IVF Babble

Walking Away from IVF

Patience has never really been “my thing”. When I want something, I want it now. I obsess over it.  I live and breathe for it – I talk about it night and day, pace in the night plotting how I will get it.  That “thing” I have been obsessing about is bringing a child into this world and this, is the story of my life, as I’ve fought to become a Mom for the past four years.

After two years of marriage, I decided it was time for us to go from a family of two to a family of three.  Just like that, as if I could magically make it happen.  Like everything else in my life, I planned it down to a tee – we would begin January first, we would track everything on an app and boom, the pregnancy test would show positive a few short weeks later.  “We’ll be pregnant at the same time!”, I naively exclaimed to my best friend who was pregnant at the time.  When my period came shortly after, I cried on the couch questioning, “What did we do wrong?”.  When my husband told me this process could take years, I thought angrily, “Years?!  Not us”. 

 In September of 2018, I knew in my heart that something was not right.  While others may have felt defeated or worried about having to go see a specialist, I was oddly excited.  He was the “best of the best” and he would fix me.  This was our answer.  And from that day on and still to this day, I continue to follow his words with blind faith, trust and most importantly, hope that somehow, someway he was brought into our life to lead us on a path to our baby.

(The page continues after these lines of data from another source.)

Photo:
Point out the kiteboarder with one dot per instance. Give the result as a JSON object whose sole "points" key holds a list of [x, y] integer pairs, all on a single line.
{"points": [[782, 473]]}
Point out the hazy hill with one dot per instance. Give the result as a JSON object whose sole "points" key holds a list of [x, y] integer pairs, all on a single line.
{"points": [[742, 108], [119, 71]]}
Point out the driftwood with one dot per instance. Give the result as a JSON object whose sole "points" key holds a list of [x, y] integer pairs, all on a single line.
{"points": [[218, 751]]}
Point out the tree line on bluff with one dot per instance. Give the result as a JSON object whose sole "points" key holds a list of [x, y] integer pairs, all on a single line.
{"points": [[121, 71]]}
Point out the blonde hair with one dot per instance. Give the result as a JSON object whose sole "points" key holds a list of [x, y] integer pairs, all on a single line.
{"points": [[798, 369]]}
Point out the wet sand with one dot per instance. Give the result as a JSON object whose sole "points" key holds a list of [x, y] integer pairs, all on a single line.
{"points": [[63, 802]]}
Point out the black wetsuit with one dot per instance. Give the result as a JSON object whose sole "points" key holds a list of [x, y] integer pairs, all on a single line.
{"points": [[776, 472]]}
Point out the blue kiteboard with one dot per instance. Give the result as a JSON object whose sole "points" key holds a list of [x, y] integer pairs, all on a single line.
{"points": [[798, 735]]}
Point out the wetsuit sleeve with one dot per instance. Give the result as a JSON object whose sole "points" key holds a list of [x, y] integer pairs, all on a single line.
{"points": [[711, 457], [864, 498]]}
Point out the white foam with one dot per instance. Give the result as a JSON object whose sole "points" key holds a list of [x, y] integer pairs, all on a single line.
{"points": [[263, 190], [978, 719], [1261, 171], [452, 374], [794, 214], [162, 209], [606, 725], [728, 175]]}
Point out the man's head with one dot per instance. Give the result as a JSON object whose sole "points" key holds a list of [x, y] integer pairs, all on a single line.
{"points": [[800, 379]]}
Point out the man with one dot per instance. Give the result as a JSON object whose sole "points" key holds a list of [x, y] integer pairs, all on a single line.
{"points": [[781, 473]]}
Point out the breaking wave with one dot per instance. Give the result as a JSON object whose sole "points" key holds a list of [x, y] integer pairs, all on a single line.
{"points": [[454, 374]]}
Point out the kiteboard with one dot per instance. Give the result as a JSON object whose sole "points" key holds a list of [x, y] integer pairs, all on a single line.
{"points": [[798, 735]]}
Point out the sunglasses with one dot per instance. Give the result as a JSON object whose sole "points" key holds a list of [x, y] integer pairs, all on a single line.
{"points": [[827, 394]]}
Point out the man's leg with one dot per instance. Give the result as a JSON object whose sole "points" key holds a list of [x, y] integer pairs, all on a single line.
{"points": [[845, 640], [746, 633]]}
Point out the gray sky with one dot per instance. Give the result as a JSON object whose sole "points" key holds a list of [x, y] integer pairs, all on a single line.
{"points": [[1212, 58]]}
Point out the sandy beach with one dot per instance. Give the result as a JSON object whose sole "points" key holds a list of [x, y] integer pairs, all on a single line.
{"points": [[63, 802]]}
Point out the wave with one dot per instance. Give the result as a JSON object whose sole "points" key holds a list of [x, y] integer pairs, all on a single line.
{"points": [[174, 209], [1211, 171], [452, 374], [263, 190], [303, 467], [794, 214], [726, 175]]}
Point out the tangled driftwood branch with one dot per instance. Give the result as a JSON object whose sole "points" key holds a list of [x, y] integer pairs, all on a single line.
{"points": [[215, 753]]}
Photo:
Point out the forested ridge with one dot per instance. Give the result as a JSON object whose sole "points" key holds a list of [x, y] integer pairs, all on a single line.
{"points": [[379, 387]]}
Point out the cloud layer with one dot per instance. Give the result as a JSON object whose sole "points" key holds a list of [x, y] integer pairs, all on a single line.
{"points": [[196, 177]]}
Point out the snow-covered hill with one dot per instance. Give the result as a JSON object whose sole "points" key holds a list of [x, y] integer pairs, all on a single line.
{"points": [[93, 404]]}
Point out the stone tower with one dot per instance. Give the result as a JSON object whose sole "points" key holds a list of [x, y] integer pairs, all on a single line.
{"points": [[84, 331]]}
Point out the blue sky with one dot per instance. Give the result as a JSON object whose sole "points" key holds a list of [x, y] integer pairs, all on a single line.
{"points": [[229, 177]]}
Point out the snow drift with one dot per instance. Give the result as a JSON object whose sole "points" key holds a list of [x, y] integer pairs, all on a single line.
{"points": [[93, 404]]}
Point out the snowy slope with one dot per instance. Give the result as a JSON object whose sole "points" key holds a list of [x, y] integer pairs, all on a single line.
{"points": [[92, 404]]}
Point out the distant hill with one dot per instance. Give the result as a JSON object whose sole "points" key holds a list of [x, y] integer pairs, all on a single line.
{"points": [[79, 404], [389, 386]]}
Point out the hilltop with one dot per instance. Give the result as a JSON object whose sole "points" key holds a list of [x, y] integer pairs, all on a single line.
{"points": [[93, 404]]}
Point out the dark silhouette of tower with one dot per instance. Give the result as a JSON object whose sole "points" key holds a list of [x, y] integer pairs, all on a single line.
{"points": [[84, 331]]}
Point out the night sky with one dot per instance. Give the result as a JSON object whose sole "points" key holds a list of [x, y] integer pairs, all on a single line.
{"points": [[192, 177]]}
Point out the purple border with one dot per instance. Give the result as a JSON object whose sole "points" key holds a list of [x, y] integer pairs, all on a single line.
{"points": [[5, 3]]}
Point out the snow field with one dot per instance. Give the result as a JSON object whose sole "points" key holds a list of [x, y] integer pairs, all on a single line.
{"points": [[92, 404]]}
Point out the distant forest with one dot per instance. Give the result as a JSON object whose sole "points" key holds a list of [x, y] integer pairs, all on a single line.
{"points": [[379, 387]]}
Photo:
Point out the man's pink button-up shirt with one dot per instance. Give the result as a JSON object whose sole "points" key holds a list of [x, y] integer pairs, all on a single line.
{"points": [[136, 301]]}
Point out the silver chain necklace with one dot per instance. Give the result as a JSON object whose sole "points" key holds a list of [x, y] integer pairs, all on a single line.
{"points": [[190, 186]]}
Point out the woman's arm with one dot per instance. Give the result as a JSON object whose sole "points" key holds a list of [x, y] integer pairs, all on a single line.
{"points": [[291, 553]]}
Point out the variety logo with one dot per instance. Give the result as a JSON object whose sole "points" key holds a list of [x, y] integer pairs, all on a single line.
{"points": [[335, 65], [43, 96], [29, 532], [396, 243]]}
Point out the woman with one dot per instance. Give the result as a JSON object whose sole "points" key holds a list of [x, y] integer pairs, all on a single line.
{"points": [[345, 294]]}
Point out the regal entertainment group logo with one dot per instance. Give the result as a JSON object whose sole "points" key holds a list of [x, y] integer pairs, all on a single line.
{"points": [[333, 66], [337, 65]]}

When I started IVF, I was relieved – relieved to finally find an answer to my sleepless nights.  It became my religion – everyday that I wasn’t going through it, was another day without our baby.  I had developed a sense of comfort in that if I was doing IVF, then I was doing everything I could to have our baby. In two years, I had undergone eight rounds of IVF, a major surgery, two egg retrievals, two implants, an ERA biopsy, many a cancelled cycles, a miscarriage followed by a D&C and three hysteroscopies.  I would find myself teetering between wondering when is enough enough followed by a lingering sense of guilt that I could not “quit” on our baby.  Each round came with higher doses, longer needles, more medications and each time I showed up, more eager than the last ready to fight another round.

I lived with blinders on during those two years – each cycle a blur.  Just trying to make it to the next step.  But the one thing I do remember with complete clarity is the shifting response from my closest loved ones.  Round after round the words of encouragement slowly turned to words of concern, words of worry – “I hate seeing you like this” and “We miss your smile”.  I had no idea that my unwavering faith and focus in this process was causing such heartbreak to my closest loved ones.

I say this not to discourage anyone from stepping away from the process.  God knows I had to come to this on my own terms and there are still times I wish I could be injecting myself daily just to have that sense of comfort back in my heart.  I say this because after many a rounds of therapy and tears, I can now reflect that this unhealthily took over my world and at times, to the detriment of my physical and mental health.

Today, I am gradually finding peace in stepping away from IVF– understanding now that the words of concern from my loved ones were what I needed to hear and that maybe IVF is not the way I am meant to bring a baby into this world.  Walking away from IVF does not mean that I have walked away from my fight.  If anything, it has made that fight in me blaze even stronger, revealing a resilience within me that I never knew existed.  So, here I am – unsure of what the future holds, unsure of how or when we are going to bring a baby into our home.  But after the two years of everything we’ve been through, I walk away knowing that I’m a fighter who won’t leave this world without knowing what it is like to become a Mama.